"Anka? Ila?" Alden berpikir keras seolah itu merupakan hal paling penting di dunia ini. Jia menghela napas. Ia sangat lelah menghadapi Alden. Gadis itu pun memilih menajamkan indera pendengarannya untuk menangkap kata-kata bu Dahlia di depan kelas.

"Zia. Jia?"

Jia menoleh. "Jia, itu bagus kan?"

"Kamu berlagak kayak kamu yang pertama kali nemuin nama panggilan itu."

Alis Alden bertaut. "Oh ya?"

"Papa manggil aku kayak gitu. Jia. Sebenarnya itu nama panggilanku, tapi waktu kenalan sama Sekai, dia ngotot manggil Zee. Dia lebih suka."

"Jadi kamu sendiri lebih suka yang mana?"

"Yang mana aja aku suka." Sahut Jia kemudian beralih ke depan lagi. Namun dalam hati, ia tentu saja lebih menyukai cara Sekai memanggil namanya. Bahkan jika Sekai hanya menyebutnya 'hei' saja, itu membuatnya merasa senang, nyaman.

Alden tersenyum, seperti memutuskan sesuatu.

"Jia kedengeran lebih manis. Sesuai sama kamu."

Jia tersentak. Abaikan saja, pikir Jia.

"Jia..." Alden memanggilnya. Entah kenapa Jia merinding. Tetapi bukan merinding karena takut. Entah perasaan seperti apa. Lambat gadis itu menoleh ke arah Alden. Cowok itu membuka buku cetaknya. Tampaknya ia akan mulai serius dengan pelajaran di depan kelas.

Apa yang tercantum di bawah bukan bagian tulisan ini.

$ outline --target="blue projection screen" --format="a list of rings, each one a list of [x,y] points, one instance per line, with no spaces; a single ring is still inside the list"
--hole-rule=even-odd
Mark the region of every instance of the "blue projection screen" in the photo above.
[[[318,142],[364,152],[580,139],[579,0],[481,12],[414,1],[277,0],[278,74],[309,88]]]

"Aku suka nama kamu. Cantik."

Dan Jia tak mengerti mengapa pujian itu membuat jantungnya berdebar-debar.

***

Hanya pandangan takjup yang dapat Jia dan Sekai tunjukkan ketika melihat Alden kembali ke meja kantin dengan tangan berisi milkshake cokelat dan kantung plastik berisi makanan manis. Dan seolah belum sadar bahwa ia diperhatikan, Alden mengeluarkan makanan dari dalam plastik seperti seorang sales. Cokelat bar, roti stroberi, wafer rasa vanilla, biskuit chocohips, serta beberapa jus buah dalam kemasan kotak.

"Kenapa? Kalian mau?" tanya Alden sembari menggigit roti stroberinya. Selai krim stroberi langsung menyapu tepi bibirnya.

Jia mengerjap. "Kamu serius makan beginian aja?"

Alden melihat makanan yang dibelinya tadi, lalu balik memandang Jia. "Kenapa emangnya? Nggak boleh?"

Jia menggeleng lalu berniat tak mencari tahu lagi. Ia melanjutkan makan siangnya dengan nasi goreng yang baru berkurang beberapa suap.

"Lo suka yang manis-manis ya?" tanya Sekai. Ia sudah menghabiskan roti isinya. Alden menjawab dengan sebuah cengiran. Tampaknya ia sangat menikmati roti stroberinya sampai tak sadar kalau mulutnya belepotan selai krim.

"Dulu bunda sering masak kue, jadi yah...aku suka yang manis. Sampai sekarang." Ia kemudian melihat serius ke arah Jia. "Kamu sukanya makanan apa, Jia?" tanyanya. Jia menahan suapan ke mulutnya. Ia sedang malas menanggapi Alden namun Sekai memberi isyarat agar Jia menjawab saja.

"Cokelat, keripik kentang." Sahut gadis itu singkat. Alden menyipitkan mata sembari mendecap. "Pantesan pipi kamu tembem ya."

Refleks Jia memegang pipinya. Apakah ia sudah menjadi lebih gendut karena mengabaikan pola makannya? Alden hanya tertawa pelan lalu membuka bungkus wafer. Ia menyodorkan pada Sekai, membaginya. Sekai mengambil satu. Sementara Jia menolak karena ia masih makan nasi gorengnya.